Gewinne der Banken bleiben vorerst stabil

Mit Spannung schaut die Kammer auf die Entwicklung im Finanzsektor. „Aktuell trägt er noch zur Lösung der Krise bei“, so Thelen. Jedoch geht er davon aus, dass der Sektor die Rückstellungen erhöhen wird, für den Fall, dass manche Unternehmen ihre Darlehen nicht mehr zurückzahlen können. Das würde die Steuereinnahmen mindern, warnt er. Bereits vor Corona sei der Sektor von steigenden Kosten (unter anderem durch Regulierung) und einem zunehmenden Konkurrenzkampf getroffen gewesen. Wie es weitergeht, hänge nun viel von der Dauer der Krise ab, meint der Vertreter der Kammer. 2021 riskiere kein so gutes Jahr mehr zu werden.

Neue Zahlen der Luxemburger Finanzaufsicht bestätigen diese Sicht: Das Ergebnis vor Rückstellungen des luxemburgischen Bankensektors beläuft sich bisher, für die ersten neun Monate des Jahres 2020, auf 3,7 Milliarden Euro.

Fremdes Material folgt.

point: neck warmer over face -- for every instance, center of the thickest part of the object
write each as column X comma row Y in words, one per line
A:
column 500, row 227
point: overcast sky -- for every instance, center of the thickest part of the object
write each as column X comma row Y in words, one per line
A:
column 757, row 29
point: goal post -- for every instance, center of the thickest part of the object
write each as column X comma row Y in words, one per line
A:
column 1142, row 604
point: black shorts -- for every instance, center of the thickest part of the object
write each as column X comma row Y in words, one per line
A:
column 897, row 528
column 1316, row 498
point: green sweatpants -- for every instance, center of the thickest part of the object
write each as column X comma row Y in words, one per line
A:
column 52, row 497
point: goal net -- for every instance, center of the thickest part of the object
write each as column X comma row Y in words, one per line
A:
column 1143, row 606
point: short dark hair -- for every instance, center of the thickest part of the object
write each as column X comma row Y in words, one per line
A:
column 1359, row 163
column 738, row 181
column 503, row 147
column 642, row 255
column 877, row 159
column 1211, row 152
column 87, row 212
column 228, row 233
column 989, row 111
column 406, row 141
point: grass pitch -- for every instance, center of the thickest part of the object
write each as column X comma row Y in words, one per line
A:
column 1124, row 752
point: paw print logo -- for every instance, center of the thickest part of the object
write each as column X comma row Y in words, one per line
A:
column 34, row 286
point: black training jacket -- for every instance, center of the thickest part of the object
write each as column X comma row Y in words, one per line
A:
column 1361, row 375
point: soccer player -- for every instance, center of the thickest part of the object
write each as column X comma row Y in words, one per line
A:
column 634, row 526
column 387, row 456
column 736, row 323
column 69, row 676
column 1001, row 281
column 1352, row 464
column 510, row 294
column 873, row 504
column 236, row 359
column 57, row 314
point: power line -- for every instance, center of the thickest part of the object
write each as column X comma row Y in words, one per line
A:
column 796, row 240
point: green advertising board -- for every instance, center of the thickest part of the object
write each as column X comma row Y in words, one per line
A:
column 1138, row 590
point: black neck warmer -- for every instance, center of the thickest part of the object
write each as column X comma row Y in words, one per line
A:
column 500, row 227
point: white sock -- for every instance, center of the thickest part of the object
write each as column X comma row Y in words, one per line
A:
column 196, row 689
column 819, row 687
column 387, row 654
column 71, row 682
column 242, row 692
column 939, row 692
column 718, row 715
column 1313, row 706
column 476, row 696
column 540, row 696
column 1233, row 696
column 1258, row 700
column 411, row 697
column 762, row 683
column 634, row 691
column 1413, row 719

Das entspricht einem kleinen Rückgang von 2,1 Prozent gegenüber dem Vorjahreszeitraum. Derweil werde das Nettoergebnis für das Jahr 2020 „von der Höhe der Rückstellungen für Kreditrisiken aufgrund der Covid-19-Pandemie abhängen“, so die CSSF am Dienstag. Letztere seien bis Ende September auf fast 500 Millionen Euro angestiegen.

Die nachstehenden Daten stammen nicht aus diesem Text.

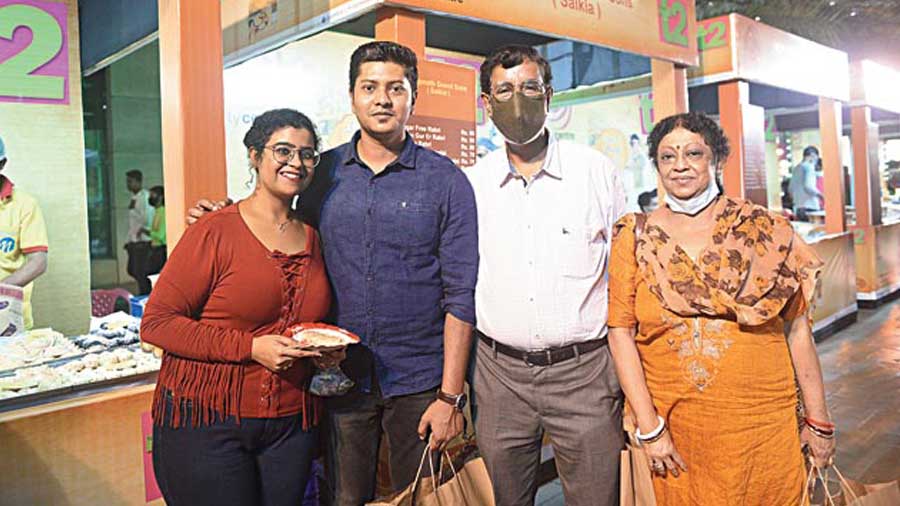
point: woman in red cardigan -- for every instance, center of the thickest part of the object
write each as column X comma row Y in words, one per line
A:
column 233, row 421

Damit die Unternehmen die Herausforderungen möglichst gut meistern können, sei es wichtig, ihnen dabei zu helfen, ihre Substanz zu erhalten, schlussfolgert Carlo Thelen. Daher sei es weiterhin unabdingbar, den betroffenen Sektoren Hilfen zukommen zu lassen. Die Investitionen (etwa in Immobilien und in die 5G-Infrastruktur) müssten weiter hochgehalten und die Wirtschaft weiter diversifiziert werden. Zudem müsse die Wettbewerbsfähigkeit Luxemburgs im Blick bleiben. „Die Kosten sind zu hoch“, so der Direktor der Kammer. Dabei redet er nicht nur von dem höheren Mindestlohn, sondern auch von beispielsweise den Kosten für Sozialpläne.

Nicht aus dem Blick verlieren dürfe man derweil auch die Entwicklung der Staatsfinanzen. Eine antizyklische Entwicklung sei wohl der richtige Weg, sagt Thelen. Doch gelte es, auch an die Nachhaltigkeit der Staatsfinanzen zu denken, das Kreditrating AAA zu wahren und neue Reserven aufzubauen. Auch für die nächste Krise müsse das Land gerüstet sein.